This is a painful, wise and thoughtful book by a fine writer. Her last work was a research report on what progress has been made, and not made, in race relations in this country. It was the most comprehensive survey for 30 years. But a report can inhibit the flow and feelings of a natural writer. No inhibitions now, as she expands, with a rare blend of analysis and deep feeling, on the question of identities - the how as well as the why of a multicultural society; the practice of a philosophy of pluralism.

How good a writer she is will be no secret to those who buy this paper, where her column ranges far wider than issues of ethnicity. Anthony Giddens may still be smarting at her refusal to join the praise-chorus for his Reith lectures, which seemed to her to have planted both feet firmly in mid-air. And she is not a "personality columnist"; one reads her not for who she is, but as one reads Andrew Marr, Neal Ascherson or Polly Toynbee, for their intelligence on difficult public issues. In such writers, reasoned political thinking, rather than sound-biting and back-biting, still holds out.

We all need to know more about one another. Alibhai-Brown can criticise justly the self-styled "majority" (an amalgam of historical minorities), and especially the inadequacy of ministerial responses to some of their folk-beliefs. But her analysis also gives little comfort to those who wish to protect a ghetto, or to ignore real cultural differences under the unchallengeable banner of "black".

She knows how easy it is to raise the cries of discrimination, in education as well as employment, because the official statistics speak for themselves. However, the spokespeople for disadvantaged groups are not always thoughtful about how to persuade those who need persuading, rather than to air honest indignation and gain street-cred in institutionalised movements.

Alibhai-Brown is totally opposed to injustice and wedded to an ideal of a multicultural British identity, yet her argument is complex - and painful at times to black as well as white.

She is anti-racist, but not anti-English. How happy I am to find myself quoted: "We English must feel secure in our Englishness if we are not to lapse back into a super-nationalism fuelled by rancid imperial nostalgia." As she says, "there must be something going on" when this view is shared by such a mixed bag as Ann Leslie, Melanie Phillips, Anthony Barnett, Billy Bragg and herself. One of the difficulties of the English old left was that it seemed to enthuse about every other nationalism except its own.

She ends a shrewd chapter on education with a reference to the new citizenship curriculum: "Bernard Crick has carefully built up an argument for the creation of an educated, caring society with different perspectives and with collective responsibilities." Well, that's an accolade.

But wait: "If this initiative ignores the powerful presence of ethnic, racial and religious diversity, it too will fail. And it will deserve to. And more generations will then be lost." I share the worry and accept some of the implied reproof. It is damned easy to put good words on paper. Yet the influence of the classroom depends not merely on the professionalism of pressured teachers, but on the example of political leaders and the ethos of the popular press.

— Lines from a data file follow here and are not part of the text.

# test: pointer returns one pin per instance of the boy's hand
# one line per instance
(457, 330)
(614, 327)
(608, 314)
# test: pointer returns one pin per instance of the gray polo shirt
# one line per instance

These are concerns of such difficulty that where so many fools step in, angels fear to tread. But not this armoured angel, even if she can - in flailing great wings - occasionally hit too many targets. At the end, speaking of the aftermath of the Lawrence report, she says: "As a nation we had to listen and watch with anger and shame as all that we value and ought to take pride in has shown itself to be poisonous dust".

Not "all", Yasmin. There's enough left in the political traditions of the indigenous historic nations to be shamed into action towards removing injustices - and achieving a more mutually respectful understanding of the diverse identities within the overarching concept of "British".